Being new here to South Carolina, the dynamics to the Palmetto Rivalry are fascinating to me. Having arrived in mid January after all the football games had been played, I've found the passion here to be on another level, even in the offseason. I LOVE it. It gives me the sense that it doesn't matter if it's October or June. If you have a compelling topic on Clemson, South Carolina, or both, the fan bases engage our show in unison and that is fantastic.


The type of fans I've always respected the most are those who can take off the colored glasses of their school and be objective about what's in front you. I've located this desired objectivity in both fan bases here on rare occasions, but sadly, it's a bit too hard to find. As a UF alum, I can tell you the arrests under Urban Meyer were embarrassing, the loss of Will Grier set the program back five years, and my school recently completely botched a situation on campus which resulted in the loss of one of the best incoming freshmen cornerbacks in the country (Chris Steele). See this objectivity? You should be able to do the same.


It's also fascinating to me how both sides here in the Upstate attempt to paint you as being for one side or the other. If you praise Clemson for something, “Well then Marc Ryan, you must be a Clemson guy.” If you criticize South Carolina, it must be because you're a Clemson fan. The same is exactly true for South Carolina. Allow me to make myself perfectly clear. I'm a Florida Gator. I'm a fan of the Florida Gators. No one else. As I am removed from the intoxication of fandom for the two schools of immense popularity in our area, well, I can see clearly now the rain is gone. Can you? Try harder, because you’re not there yet.


If you look objectively at Clemson's refusal to reveal much of anything in regard to their own investigation as to how three players tested positive for Ostarine, you'll find their reasoning doesn't make a ton of sense. Clemson sites a privacy law put in place to protect students as the reason for not divulging any information, but the law doesn't prevent them from disclosing general findings such as, but not limited to; did they discover the source of Ostarine contamination? What was it? Did they test every player on the team for this, as they should have for player safety? Yes or no? What were the results of those tests? Clemson said in January they had no plans to test the entire football team.
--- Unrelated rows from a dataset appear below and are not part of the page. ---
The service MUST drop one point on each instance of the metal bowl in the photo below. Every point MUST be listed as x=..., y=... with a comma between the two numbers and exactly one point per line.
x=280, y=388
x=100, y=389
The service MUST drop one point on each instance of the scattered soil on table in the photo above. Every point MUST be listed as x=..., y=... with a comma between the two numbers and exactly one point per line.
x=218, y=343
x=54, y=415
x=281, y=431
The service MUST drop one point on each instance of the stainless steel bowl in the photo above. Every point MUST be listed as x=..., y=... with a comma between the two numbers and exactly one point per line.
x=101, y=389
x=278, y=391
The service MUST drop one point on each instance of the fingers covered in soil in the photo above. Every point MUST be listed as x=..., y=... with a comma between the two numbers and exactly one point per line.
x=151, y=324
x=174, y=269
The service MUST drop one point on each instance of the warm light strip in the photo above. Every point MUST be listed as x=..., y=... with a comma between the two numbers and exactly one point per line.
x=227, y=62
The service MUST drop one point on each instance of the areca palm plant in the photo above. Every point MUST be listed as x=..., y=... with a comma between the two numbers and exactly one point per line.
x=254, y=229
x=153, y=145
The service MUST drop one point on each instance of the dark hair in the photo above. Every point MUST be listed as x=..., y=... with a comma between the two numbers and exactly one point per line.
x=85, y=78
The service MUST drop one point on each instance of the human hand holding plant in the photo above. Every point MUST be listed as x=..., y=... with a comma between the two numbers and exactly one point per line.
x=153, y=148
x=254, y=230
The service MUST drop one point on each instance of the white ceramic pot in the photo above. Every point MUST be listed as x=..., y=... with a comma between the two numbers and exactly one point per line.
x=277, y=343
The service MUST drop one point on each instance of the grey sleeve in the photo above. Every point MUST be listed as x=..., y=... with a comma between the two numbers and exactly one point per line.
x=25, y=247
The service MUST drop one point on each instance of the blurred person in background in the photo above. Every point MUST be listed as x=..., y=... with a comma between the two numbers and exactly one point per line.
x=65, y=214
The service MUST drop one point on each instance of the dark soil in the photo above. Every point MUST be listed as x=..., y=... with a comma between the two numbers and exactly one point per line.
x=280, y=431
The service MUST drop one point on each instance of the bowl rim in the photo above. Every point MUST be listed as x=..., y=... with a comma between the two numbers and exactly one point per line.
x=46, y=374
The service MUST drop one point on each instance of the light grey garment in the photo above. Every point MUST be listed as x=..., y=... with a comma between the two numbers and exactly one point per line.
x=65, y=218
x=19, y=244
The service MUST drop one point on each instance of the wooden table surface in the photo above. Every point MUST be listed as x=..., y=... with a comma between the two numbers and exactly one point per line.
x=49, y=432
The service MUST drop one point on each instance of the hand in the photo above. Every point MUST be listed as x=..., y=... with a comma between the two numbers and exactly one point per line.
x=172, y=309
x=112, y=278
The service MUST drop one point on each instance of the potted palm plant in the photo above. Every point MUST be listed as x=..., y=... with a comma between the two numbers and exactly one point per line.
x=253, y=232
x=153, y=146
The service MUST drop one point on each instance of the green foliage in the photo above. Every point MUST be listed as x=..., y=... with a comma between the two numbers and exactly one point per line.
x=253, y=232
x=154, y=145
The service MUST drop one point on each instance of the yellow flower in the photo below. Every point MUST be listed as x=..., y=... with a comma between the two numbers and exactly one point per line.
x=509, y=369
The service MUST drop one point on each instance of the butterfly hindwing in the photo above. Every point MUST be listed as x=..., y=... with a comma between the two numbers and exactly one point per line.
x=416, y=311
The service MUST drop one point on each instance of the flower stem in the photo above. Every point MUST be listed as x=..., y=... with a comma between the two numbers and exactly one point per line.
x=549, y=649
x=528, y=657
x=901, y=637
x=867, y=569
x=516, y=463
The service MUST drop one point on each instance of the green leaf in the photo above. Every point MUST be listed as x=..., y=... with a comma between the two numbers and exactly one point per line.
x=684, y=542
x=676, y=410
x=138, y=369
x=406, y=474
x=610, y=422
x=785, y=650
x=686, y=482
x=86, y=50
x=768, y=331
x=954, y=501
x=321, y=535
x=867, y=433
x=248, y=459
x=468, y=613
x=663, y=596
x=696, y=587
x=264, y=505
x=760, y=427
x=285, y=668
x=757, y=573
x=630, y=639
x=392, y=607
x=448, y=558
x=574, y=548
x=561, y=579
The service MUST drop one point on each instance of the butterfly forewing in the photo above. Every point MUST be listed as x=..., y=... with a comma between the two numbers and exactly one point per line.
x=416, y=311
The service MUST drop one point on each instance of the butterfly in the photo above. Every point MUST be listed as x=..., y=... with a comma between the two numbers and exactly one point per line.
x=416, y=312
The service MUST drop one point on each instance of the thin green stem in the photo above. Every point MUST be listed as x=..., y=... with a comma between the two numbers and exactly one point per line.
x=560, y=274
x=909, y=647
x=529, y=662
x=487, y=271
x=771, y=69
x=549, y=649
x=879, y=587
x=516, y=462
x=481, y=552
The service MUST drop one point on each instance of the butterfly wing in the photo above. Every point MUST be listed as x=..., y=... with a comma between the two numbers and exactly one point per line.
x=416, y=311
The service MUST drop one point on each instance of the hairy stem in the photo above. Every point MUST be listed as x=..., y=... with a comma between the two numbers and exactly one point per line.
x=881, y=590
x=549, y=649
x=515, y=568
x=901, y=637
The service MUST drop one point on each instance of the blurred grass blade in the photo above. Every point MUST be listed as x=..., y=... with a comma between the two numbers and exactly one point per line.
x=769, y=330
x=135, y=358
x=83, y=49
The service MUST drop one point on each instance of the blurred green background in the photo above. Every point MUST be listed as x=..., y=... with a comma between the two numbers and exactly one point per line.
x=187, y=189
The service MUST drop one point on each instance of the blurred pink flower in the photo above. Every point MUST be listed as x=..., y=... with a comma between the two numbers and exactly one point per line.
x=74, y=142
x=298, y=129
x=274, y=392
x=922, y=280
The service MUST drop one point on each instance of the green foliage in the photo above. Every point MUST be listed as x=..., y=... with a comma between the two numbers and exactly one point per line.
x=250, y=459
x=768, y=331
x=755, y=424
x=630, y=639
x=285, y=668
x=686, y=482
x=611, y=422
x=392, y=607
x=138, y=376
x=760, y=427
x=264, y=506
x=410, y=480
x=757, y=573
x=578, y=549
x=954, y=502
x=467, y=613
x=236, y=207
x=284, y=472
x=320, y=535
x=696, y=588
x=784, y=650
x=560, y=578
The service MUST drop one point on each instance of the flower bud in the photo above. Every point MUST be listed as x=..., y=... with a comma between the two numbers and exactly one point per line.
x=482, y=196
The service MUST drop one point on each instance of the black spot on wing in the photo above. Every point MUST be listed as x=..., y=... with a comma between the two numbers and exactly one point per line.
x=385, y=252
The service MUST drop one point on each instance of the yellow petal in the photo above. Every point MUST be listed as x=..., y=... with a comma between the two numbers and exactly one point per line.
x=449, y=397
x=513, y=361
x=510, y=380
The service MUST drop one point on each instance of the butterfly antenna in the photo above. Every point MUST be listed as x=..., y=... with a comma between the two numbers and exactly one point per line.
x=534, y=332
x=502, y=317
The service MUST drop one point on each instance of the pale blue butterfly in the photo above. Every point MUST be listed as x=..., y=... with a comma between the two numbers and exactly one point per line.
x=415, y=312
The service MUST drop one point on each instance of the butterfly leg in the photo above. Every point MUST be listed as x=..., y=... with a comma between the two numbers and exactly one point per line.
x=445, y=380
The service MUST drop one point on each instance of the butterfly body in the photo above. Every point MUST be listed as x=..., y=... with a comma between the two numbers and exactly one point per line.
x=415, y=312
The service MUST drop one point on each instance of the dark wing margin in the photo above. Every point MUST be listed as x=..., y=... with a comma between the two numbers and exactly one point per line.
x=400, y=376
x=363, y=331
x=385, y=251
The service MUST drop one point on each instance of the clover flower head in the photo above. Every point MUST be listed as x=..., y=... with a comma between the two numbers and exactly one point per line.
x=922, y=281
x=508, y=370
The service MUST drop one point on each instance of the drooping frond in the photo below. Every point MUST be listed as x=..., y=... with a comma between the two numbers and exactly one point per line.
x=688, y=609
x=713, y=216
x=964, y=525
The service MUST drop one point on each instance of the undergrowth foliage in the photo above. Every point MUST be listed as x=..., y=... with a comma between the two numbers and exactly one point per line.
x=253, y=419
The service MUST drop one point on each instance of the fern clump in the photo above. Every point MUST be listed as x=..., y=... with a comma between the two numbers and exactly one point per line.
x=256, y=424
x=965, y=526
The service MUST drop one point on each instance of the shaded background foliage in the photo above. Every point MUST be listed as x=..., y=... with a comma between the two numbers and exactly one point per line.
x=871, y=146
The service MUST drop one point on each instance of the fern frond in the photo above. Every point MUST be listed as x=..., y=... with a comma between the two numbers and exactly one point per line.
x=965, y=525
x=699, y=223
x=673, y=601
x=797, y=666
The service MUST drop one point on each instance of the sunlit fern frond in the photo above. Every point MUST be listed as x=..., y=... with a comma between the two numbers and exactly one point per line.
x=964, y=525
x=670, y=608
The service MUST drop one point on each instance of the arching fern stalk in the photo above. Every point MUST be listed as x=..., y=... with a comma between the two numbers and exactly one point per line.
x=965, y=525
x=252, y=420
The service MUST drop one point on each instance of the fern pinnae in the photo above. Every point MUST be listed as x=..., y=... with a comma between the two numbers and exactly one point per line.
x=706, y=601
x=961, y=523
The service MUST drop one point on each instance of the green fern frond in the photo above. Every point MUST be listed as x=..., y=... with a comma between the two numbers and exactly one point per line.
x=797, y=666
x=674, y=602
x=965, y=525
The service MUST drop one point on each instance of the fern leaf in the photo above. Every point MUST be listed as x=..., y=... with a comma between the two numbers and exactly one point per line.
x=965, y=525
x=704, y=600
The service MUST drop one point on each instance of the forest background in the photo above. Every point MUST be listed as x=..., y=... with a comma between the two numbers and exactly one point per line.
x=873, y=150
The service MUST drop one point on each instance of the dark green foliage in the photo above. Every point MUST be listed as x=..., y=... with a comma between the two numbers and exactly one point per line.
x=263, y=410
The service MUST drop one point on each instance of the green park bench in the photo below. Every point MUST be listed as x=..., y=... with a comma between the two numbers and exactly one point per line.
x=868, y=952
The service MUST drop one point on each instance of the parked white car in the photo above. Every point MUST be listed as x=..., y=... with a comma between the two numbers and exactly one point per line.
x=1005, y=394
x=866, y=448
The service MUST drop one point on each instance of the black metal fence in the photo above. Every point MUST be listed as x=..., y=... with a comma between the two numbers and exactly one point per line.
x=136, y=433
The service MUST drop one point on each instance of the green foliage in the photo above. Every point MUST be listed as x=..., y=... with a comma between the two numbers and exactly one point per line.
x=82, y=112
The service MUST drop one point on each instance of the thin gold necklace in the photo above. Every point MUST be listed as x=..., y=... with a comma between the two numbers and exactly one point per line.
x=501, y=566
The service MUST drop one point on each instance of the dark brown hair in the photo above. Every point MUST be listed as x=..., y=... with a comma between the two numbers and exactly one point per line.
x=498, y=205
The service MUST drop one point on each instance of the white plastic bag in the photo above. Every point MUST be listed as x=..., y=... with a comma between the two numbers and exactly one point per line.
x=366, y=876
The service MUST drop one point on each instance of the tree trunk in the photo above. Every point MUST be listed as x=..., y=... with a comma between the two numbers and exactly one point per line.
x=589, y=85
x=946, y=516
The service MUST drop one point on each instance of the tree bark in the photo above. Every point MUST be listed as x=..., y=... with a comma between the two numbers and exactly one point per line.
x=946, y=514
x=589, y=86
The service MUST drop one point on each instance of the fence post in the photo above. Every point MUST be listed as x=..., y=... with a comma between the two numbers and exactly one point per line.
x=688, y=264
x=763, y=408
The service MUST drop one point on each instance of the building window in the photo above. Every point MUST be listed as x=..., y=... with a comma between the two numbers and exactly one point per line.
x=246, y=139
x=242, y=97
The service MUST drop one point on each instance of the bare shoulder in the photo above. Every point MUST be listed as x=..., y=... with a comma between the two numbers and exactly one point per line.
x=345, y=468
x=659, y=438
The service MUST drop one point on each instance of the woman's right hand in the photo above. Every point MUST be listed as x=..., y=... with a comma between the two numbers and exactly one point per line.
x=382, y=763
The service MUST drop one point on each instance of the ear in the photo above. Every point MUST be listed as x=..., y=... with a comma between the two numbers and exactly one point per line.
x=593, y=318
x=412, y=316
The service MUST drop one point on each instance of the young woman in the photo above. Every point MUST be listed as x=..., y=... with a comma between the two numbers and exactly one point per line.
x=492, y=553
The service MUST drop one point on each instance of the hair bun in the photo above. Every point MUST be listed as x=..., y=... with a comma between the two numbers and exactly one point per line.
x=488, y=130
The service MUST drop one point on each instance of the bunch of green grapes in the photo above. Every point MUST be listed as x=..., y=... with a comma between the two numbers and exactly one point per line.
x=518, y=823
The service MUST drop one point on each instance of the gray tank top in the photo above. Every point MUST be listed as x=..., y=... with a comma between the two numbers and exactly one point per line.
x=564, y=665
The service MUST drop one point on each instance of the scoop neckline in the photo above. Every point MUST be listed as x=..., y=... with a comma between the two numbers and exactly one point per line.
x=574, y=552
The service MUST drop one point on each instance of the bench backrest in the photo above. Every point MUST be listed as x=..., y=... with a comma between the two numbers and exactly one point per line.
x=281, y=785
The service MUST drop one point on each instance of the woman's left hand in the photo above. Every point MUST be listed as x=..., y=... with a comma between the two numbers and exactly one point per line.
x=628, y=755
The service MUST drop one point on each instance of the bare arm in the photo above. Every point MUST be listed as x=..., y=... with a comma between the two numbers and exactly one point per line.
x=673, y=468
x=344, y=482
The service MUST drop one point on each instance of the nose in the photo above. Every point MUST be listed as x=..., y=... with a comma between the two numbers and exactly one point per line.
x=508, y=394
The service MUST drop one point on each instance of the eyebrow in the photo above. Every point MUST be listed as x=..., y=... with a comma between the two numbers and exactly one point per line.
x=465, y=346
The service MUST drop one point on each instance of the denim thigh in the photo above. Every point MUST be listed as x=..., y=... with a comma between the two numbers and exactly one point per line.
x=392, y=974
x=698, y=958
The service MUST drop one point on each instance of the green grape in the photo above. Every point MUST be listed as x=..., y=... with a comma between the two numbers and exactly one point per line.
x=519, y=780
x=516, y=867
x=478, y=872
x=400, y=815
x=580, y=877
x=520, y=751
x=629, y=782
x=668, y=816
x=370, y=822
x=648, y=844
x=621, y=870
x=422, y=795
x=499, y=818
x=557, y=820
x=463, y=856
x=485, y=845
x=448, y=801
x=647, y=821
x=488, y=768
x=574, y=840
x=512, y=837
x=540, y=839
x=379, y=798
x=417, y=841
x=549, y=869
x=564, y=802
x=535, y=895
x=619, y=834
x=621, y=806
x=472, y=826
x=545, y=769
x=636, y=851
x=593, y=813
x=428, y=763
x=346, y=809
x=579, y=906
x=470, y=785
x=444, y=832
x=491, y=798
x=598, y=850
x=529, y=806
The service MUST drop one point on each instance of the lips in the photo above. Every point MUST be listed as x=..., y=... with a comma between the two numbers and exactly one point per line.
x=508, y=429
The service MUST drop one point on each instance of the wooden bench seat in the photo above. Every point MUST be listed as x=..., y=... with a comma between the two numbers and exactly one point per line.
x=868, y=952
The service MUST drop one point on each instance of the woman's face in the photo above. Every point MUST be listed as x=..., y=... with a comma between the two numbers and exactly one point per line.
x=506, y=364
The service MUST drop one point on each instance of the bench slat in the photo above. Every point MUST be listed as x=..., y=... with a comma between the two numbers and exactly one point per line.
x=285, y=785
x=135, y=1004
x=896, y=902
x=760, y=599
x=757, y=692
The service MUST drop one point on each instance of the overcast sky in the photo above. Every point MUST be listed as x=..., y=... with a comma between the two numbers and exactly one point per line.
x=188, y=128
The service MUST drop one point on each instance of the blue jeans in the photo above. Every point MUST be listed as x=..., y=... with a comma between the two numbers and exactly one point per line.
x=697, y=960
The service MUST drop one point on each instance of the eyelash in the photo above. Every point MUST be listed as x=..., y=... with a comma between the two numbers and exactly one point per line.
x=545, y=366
This is unconscionable to me. If your son had a potentially harmful product in his system theoretically given to him unknowingly by the school he attends, wouldn’t you want to know? Wouldn’t you DEMAND to know?


To have this information but not provide this information is unfortunate, and this will result in many wondering what exists behind the curtain. It didn’t have to be that way. No matter the results, no matter what Clemson knows, it's far better to reveal what you know than hide behind a privacy law that doesn't prohibit them from releasing general findings.

A follower of mine on social media said to me recently "There's no rule that says Clemson has to share anything." This is true. There's also no rule that you need to tell your wife or husband if another person is sending nudes to your Facebook Messenger. But you know what it looks like if you don't? Shady. Shady as hell.

Clemson has chosen the wrong path here, the path of secrecy, suspicion, and skepticism when they would have resolved all of the above by simply coming out once and saying “Here’s what we know. Here’s what we can share with you.”

Instead, we received a message citing a privacy act that doesn’t apply to releasing general findings and a trail of campus emails so redacted you’d have thought the secret service was involved.

A national championship university should show itself better; should demand more transparency of itself. Everyone affiliated with the university deserves that. Deserves more.